Merriam v. Goss

139 Mass. 77 | Mass. | 1885

Holmes, J.

The clauses in the decree for redemption directing that the defendants be allowed for the improvements made upon the premises, and that the master report the value of such improvements, &c., is merely a less formal equivalent for a direction that the master inquire whether the defendants had made any, and what, lasting or permanent improvements on the premises, &e., as in Webb v. Rorke, 2 Sch. & L. 661, 676. It is proper that such a special direction should be inserted in the decree if a prima facie case is made for it at the hearing, but in itself it does not determine that there are improvements to be allowed for. That question is now before us. Even if this decree was intended to go further than is usual at that stage, practically it leaves everything open, as it does not specify what things are to be allowed for under the name of improvements. Upon the facts, as we shall show, it must be taken to mean by improvements “ lasting or beneficial improvements on the estate; ” Gordon v. Lewis, 2 Sumner, 143, 150; that is to say, those of which the plaintiff actually receives the benefit.

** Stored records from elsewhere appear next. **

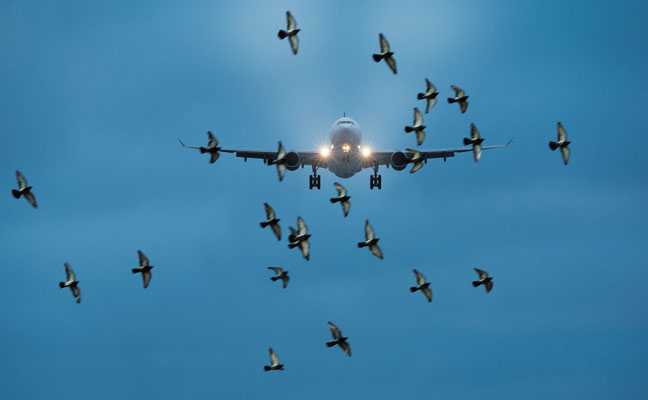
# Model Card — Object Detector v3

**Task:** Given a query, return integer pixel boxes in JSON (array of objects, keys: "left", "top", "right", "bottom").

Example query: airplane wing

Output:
[{"left": 363, "top": 140, "right": 512, "bottom": 168}]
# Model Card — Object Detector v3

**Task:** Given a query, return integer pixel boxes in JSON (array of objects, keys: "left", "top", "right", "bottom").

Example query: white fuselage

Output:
[{"left": 325, "top": 117, "right": 364, "bottom": 178}]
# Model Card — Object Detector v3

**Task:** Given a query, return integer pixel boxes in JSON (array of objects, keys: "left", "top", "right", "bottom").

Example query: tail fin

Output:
[
  {"left": 549, "top": 141, "right": 559, "bottom": 151},
  {"left": 277, "top": 30, "right": 287, "bottom": 39},
  {"left": 131, "top": 268, "right": 140, "bottom": 274},
  {"left": 59, "top": 282, "right": 66, "bottom": 288},
  {"left": 417, "top": 93, "right": 425, "bottom": 100},
  {"left": 447, "top": 98, "right": 456, "bottom": 104},
  {"left": 463, "top": 138, "right": 472, "bottom": 146},
  {"left": 11, "top": 189, "right": 21, "bottom": 199},
  {"left": 404, "top": 126, "right": 414, "bottom": 133},
  {"left": 329, "top": 198, "right": 339, "bottom": 204},
  {"left": 357, "top": 242, "right": 367, "bottom": 248},
  {"left": 372, "top": 53, "right": 382, "bottom": 62},
  {"left": 472, "top": 281, "right": 480, "bottom": 287},
  {"left": 326, "top": 341, "right": 337, "bottom": 347},
  {"left": 409, "top": 287, "right": 417, "bottom": 292},
  {"left": 260, "top": 221, "right": 269, "bottom": 228}
]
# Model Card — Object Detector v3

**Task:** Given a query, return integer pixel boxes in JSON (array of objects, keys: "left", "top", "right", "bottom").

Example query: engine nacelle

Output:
[
  {"left": 285, "top": 151, "right": 301, "bottom": 171},
  {"left": 390, "top": 151, "right": 407, "bottom": 171}
]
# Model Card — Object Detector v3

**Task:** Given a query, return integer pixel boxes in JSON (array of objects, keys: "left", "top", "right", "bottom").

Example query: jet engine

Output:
[
  {"left": 390, "top": 151, "right": 408, "bottom": 171},
  {"left": 285, "top": 151, "right": 301, "bottom": 171}
]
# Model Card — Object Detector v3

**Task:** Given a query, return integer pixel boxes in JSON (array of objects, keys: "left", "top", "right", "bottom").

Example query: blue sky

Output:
[{"left": 1, "top": 0, "right": 647, "bottom": 398}]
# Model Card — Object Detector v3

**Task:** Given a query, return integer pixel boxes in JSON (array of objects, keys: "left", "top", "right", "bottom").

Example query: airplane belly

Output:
[{"left": 328, "top": 156, "right": 362, "bottom": 178}]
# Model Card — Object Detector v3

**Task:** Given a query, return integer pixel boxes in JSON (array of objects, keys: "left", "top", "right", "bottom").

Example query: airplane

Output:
[{"left": 178, "top": 116, "right": 511, "bottom": 190}]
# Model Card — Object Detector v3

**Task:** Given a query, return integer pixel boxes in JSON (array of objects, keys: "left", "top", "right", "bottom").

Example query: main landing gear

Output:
[
  {"left": 309, "top": 165, "right": 321, "bottom": 190},
  {"left": 370, "top": 165, "right": 382, "bottom": 190}
]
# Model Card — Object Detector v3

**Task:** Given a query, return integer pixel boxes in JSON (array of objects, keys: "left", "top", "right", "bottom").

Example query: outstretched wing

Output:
[
  {"left": 264, "top": 203, "right": 276, "bottom": 220},
  {"left": 470, "top": 123, "right": 480, "bottom": 140},
  {"left": 485, "top": 280, "right": 494, "bottom": 293},
  {"left": 425, "top": 97, "right": 436, "bottom": 113},
  {"left": 289, "top": 35, "right": 299, "bottom": 55},
  {"left": 267, "top": 266, "right": 283, "bottom": 275},
  {"left": 415, "top": 130, "right": 425, "bottom": 146},
  {"left": 64, "top": 263, "right": 75, "bottom": 281},
  {"left": 473, "top": 143, "right": 482, "bottom": 162},
  {"left": 207, "top": 131, "right": 218, "bottom": 149},
  {"left": 281, "top": 274, "right": 290, "bottom": 288},
  {"left": 422, "top": 286, "right": 432, "bottom": 302},
  {"left": 413, "top": 269, "right": 426, "bottom": 285},
  {"left": 341, "top": 200, "right": 350, "bottom": 217},
  {"left": 299, "top": 240, "right": 310, "bottom": 261},
  {"left": 271, "top": 223, "right": 282, "bottom": 241},
  {"left": 451, "top": 85, "right": 465, "bottom": 97},
  {"left": 286, "top": 11, "right": 296, "bottom": 30},
  {"left": 460, "top": 100, "right": 469, "bottom": 113},
  {"left": 339, "top": 341, "right": 352, "bottom": 357},
  {"left": 385, "top": 56, "right": 397, "bottom": 74},
  {"left": 269, "top": 347, "right": 279, "bottom": 365},
  {"left": 138, "top": 250, "right": 149, "bottom": 268},
  {"left": 379, "top": 33, "right": 390, "bottom": 52},
  {"left": 16, "top": 170, "right": 27, "bottom": 189},
  {"left": 297, "top": 217, "right": 308, "bottom": 235},
  {"left": 142, "top": 270, "right": 152, "bottom": 288},
  {"left": 328, "top": 321, "right": 342, "bottom": 339},
  {"left": 561, "top": 146, "right": 570, "bottom": 165},
  {"left": 425, "top": 79, "right": 436, "bottom": 94},
  {"left": 413, "top": 108, "right": 423, "bottom": 126},
  {"left": 370, "top": 244, "right": 383, "bottom": 259},
  {"left": 557, "top": 122, "right": 567, "bottom": 142},
  {"left": 364, "top": 219, "right": 374, "bottom": 241},
  {"left": 333, "top": 182, "right": 347, "bottom": 197},
  {"left": 474, "top": 268, "right": 488, "bottom": 279},
  {"left": 71, "top": 285, "right": 81, "bottom": 303},
  {"left": 23, "top": 191, "right": 38, "bottom": 208}
]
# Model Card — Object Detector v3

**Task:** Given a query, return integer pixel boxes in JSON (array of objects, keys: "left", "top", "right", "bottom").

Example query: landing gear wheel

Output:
[
  {"left": 309, "top": 174, "right": 321, "bottom": 190},
  {"left": 369, "top": 175, "right": 382, "bottom": 190}
]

Reasonable improvements may be allowed for, apart from contract, upon principles of equity, and, in this Commonwealth, by statute. Pub. Sts. e. 181, § 23. When the allowance is made, however, it is made, not for the expenditure, with which ex hypothesi the mortgagor had nothing to do, but for the benefit which’ he actually receives from that expenditure. The mortgagor’s having actually received the benefit is the only ground for charging him, and it follows that, although justice will ordinarily be done by crediting the mortgagee in account with the sums expended, which is the usual direction in decrees, and is sanctioned by our statute, yet that “ the true rule undoubtedly is, that the mortgagor should be charged no more of the cost, than that which is beneficial to the estate.” Reed v. Reed, 10 Pick. 398, 400. Boston Iron Co. v. King, 2 Cush. 400, 405. See also Gordon v. Lewis, 2 Sumner, 149. Shepard v. Jones, 21 Ch. D. 469, 478.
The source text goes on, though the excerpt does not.